What happened after this says a lot about why Islam is the world's most violent, least humane religion:
The apostle summoned Ali and told him to go to these people and look into the affair, and abolish the practices of the pagan era.  So Ali went to them with the money the apostle had sent and paid the bloodwit and made good their monetary loss.

Then the apostle arose and faced the Qibla and raIsed his arms so that his armpits could be seen and said: '0 God, I am innocent before Thee of what Khalid has done.' This he said three times. (Ibn Ishaq/Hisham 835)
There is no record of discipline or punishment.  Ibn Kathir confirms that there was no demotion, and that Khalid was "left in charge" (v.3 p.425).  Muhammad did not even make his right-hand war criminal pay the blood money.  Instead, he "compensated" the traumatized survivors himself and then callously washed his hands of the matter. 

Muhammad immediately sent Khalid bin Walid on a mission to destroy a non-Muslim temple against the wishes of the people (al-Uzza).  While there,Khalid murdered a black woman:
When Khalid reached there he found a naked female with disheveled hair piling dirt over her head and face. He put her to the sword and killed her, then returned and reported to the Prophet (SAAS), who commented, "Yes, that was al-Wza." (Ibn Kathir v.3 p 428)
No hand-wringing from Muhammad this time.

Innocent people were killed yet again in the months that followed, including another defenseless woman.  Again, Muhammad's reaction is remarkably casual:
One of our companions told us that the apostle that day passed by a woman whom Khalid b. al-Walid had killed while men had gathered round her. When he heard what had happened he sent word to Khalid and forbade him to kill child, or woman, or hired slave. (Ibn Ishaq/Hisham 856)
The following year, Khalid killed an innocent Christian family man after luring him out of his fortress.  Muhammad rewarded him for his ingenuity and enjoyed a portion of the loot (Ibn Ishaq/Hisham 903).  A few months later, he sent Khalid to invade a city (Dumat al-Jandal) to destroy its idols and murder anyone who resisted .

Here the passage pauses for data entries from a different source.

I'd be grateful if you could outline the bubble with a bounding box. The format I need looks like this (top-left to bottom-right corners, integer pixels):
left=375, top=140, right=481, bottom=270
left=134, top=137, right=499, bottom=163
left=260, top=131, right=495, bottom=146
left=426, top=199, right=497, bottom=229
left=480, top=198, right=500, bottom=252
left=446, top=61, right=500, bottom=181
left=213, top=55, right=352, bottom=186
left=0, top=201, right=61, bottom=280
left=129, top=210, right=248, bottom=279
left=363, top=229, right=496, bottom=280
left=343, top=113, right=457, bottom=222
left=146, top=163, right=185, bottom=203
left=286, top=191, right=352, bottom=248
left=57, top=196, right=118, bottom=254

It's clear that by this time Muhammad was coming to appreciate Khalid's model for success.  War was ordered against people for not believing in Islam.  Blood was swept under the rug as the loot poured in.  Rather than purging this war criminal, Muhammad actually promoted him to "chief of the army!" (Ibn Ishaq/Hisham 865).  

Left in charge of the military after Muhammad's death, Khalid went on to have a productive career terrorizing populations and expanding the Islamic empire.  The so-called 'Sword of Islam' left a trail of misery and death that made the earlier episodes overlooked by his prophet trivial by comparison. 

In one case he even beheaded a rival, raped his wife and then ate the severed head.  Abu Bakr, the caliph, refused to dismiss him, citing Muhammad's example and saying, "I'll not sheathe a sword that God drew against the polytheists" (Ibn Kather v.3 p.426).

None of the caliphs bothered to curb Khalid's excesses as long as he produced battlefield victories and wealth for the empire.  It was not until he stole a sum of money from the caliph Umar that he was finally dismissed from his position.